October's parliamentary elections in Austria proved a mixed blessing for opponents of the Austrian far right. The ruling coalition of the centre-right ÖVP (Austrian People's Party) with the far-right FPÖ (Freedom Party) was defeated, and the FPÖ left the government, as the two parties no longer controlled a majority in parliament. Good riddance! At the time of writing, it seems likely that the SPÖ (Social Democrats), now the largest party, will form a new coalition government with the ÖVP.

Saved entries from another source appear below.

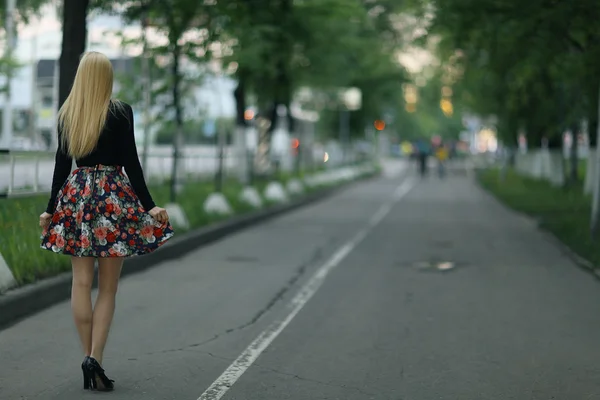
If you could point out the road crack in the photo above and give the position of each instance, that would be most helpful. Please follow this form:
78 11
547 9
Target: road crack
300 271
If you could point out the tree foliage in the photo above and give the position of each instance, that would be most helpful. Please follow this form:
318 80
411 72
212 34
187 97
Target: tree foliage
525 62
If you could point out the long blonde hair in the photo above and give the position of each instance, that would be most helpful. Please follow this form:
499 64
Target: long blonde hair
83 115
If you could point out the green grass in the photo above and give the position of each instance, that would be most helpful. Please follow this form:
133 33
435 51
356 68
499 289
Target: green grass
563 211
20 234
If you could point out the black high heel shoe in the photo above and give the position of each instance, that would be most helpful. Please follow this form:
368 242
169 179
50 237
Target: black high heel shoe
96 373
86 376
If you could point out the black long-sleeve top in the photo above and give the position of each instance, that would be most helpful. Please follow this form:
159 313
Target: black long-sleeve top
116 146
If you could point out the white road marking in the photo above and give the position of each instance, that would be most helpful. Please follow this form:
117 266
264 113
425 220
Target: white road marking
230 376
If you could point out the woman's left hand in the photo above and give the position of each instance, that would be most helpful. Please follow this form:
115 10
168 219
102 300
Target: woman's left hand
45 220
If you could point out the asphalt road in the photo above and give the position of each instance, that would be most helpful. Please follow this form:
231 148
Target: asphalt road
337 301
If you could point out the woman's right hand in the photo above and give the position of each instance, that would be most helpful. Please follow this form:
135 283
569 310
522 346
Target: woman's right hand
159 214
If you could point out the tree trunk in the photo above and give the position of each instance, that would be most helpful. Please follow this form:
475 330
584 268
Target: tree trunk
178 119
574 175
73 44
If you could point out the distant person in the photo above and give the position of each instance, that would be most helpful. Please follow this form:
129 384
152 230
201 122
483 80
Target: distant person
422 149
97 212
441 154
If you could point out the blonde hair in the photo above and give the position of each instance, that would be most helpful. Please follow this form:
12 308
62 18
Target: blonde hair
83 115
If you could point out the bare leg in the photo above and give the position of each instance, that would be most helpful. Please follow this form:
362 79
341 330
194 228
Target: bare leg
81 299
109 271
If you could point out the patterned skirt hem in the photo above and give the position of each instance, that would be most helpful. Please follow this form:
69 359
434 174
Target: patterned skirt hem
97 254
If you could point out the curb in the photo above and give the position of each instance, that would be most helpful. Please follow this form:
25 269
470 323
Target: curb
578 260
30 299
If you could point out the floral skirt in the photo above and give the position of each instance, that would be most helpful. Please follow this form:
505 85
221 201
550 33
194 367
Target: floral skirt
98 214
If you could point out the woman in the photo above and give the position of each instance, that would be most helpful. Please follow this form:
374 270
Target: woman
97 212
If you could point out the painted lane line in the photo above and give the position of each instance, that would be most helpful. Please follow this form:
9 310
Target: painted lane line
245 360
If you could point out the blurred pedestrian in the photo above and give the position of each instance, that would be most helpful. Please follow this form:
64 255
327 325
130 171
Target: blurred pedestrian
423 150
98 212
441 154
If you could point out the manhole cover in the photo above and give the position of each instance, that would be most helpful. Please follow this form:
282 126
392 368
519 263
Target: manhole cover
436 265
241 259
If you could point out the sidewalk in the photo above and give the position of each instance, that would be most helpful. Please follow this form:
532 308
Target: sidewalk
513 319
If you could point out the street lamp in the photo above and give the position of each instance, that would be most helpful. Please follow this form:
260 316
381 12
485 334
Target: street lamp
351 99
10 46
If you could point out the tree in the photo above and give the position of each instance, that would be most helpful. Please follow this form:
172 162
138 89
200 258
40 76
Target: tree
538 65
74 38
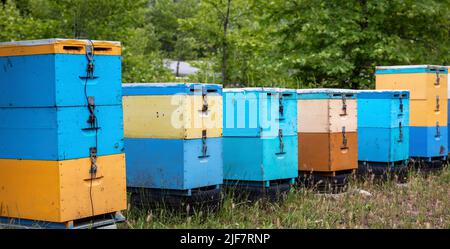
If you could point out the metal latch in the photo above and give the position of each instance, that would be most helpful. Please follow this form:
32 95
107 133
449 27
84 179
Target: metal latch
280 136
204 146
438 130
91 108
437 104
344 139
438 78
344 105
90 57
205 101
280 103
93 157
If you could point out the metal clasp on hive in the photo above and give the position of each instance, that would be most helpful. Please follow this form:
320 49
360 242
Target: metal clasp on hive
204 146
280 136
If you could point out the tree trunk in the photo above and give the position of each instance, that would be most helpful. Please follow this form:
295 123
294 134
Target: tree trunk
225 46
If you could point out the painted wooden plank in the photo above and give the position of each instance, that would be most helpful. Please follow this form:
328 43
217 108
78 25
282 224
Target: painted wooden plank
340 117
313 115
54 80
259 112
383 144
58 191
259 159
174 164
420 85
428 141
58 46
172 116
327 152
59 133
429 112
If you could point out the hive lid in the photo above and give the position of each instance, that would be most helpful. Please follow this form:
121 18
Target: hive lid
325 93
382 94
411 69
58 46
260 89
130 89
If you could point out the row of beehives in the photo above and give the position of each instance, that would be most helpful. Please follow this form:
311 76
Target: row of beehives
62 148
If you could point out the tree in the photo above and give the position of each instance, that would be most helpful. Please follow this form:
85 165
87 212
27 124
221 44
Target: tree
338 44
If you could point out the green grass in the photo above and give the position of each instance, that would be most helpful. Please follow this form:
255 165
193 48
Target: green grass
424 202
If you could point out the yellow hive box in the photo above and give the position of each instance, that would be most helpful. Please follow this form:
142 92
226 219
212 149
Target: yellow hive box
428 112
59 191
58 46
420 85
171 116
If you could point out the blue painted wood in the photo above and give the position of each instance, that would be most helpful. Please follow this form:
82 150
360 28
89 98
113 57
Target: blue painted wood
383 126
259 159
383 109
383 144
411 69
255 112
325 93
59 133
54 80
173 164
137 89
428 142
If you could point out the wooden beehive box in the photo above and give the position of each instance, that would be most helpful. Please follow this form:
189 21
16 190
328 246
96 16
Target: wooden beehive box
327 130
428 86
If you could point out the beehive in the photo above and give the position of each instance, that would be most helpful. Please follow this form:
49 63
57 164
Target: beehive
61 130
383 126
260 142
428 105
173 135
59 133
56 73
327 130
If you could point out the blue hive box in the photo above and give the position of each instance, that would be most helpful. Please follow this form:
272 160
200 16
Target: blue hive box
48 73
260 135
383 126
59 133
158 161
173 164
259 112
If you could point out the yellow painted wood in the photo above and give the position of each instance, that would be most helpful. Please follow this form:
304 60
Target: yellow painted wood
58 191
59 46
312 115
171 116
420 85
326 115
424 112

But the FPÖ's vote, at 11.2 per cent, held up well, especially given that the party's leader, Jörg Haider, had split it, creating his own new secessionist BZÖ (Alliance for the Future of Austria), which also squeaked into parliament, narrowly securing the 4 per cent of the vote required for a party to gain parliamentary representation. The far right has shown again that it has an entrenched following of some 15 per cent of the electorate, though this is some 10 per cent less than its high point in the elections of 1999.

The setback for Haider, the demagogue of the far right, is welcome, as his BZÖ looks likely to vanish from parliament next time, and with it the far right's only charismatic figure. Unfortunately, the FPÖ, the larger of the two right-wing frères ennemis, is controlled by elements yet more radical than Haider. In Austria, unlike (West) Germany, the task of confronting the nation's guilty past is evidently still incomplete, leaving a tangled backlash of guilt and resentment on which the far right can feed; its main appeal is to those who resent foreign immigrants. But the relatively modest performance of the far right in both elections since 1999 does perhaps show that a generational change has taken place in Austria and that the reservoir of antisemitic, neo-Nazi sentiment on which the FPÖ draws is gradually but irreversibly diminishing. Let us hope so!

... and in Germany

The elections in September in the Land of Mecklenburg-Vorpommern in North-Eastern Germany gave rise to a good deal of inaccurate reporting. For the umpteenth time, the British press presented the local success of a neo-Nazi party as heralding its imminent entry into the Federal Parliament, the Bundestag. No far-right party has ever won a seat in the Bundestag, despite the successive waves of short-lived support for such parties at local level in the early 1950s, the late 1960s and the 1990s (and beyond in Eastern Germany). If I had £100 for every time I have read that local election results show that the Nazis are marching to power in Germany, I would not need to earn my bread writing this article.

In Mecklenburg-Vorpommern, the neo-Nazi NPD managed to win 7.3 per cent of the vote, placing it triumphantly in fifth place among the competing parties. Mecklenburg is a tiny Land, with 1.7 million inhabitants, some 2 per cent of the country's population. It is also one of the least representative; it has a rate of unemployment well over double that of the more populous Länder of the West and has suffered hugely from a drain of skilled labour, leaving its remaining poorly skilled workers competing for jobs with cheap Polish labour from across the border. If the best that the NPD can achieve, at the low point of an economic depression and in a region packed with the losers of reunification, is 7.3 per cent, then ...

The British press also largely ignored the elections in Berlin, which were held on the same day as those in Mecklenburg-Vorpommern. Berlin, the capital, has more than twice the population of Mecklenburg-Vorpommern and is far more integrated into the national economy. But here the NPD failed even to obtain the 5 per cent of the vote needed to gain seats in the local parliament. Not that that will stop the misreporting of German politics in the British media, which seem to view events in European countries through the prism of national stereotypes: if it's France, it's knickers, if it's Italy, it's knockers, and in Germany it's got to be Nazis.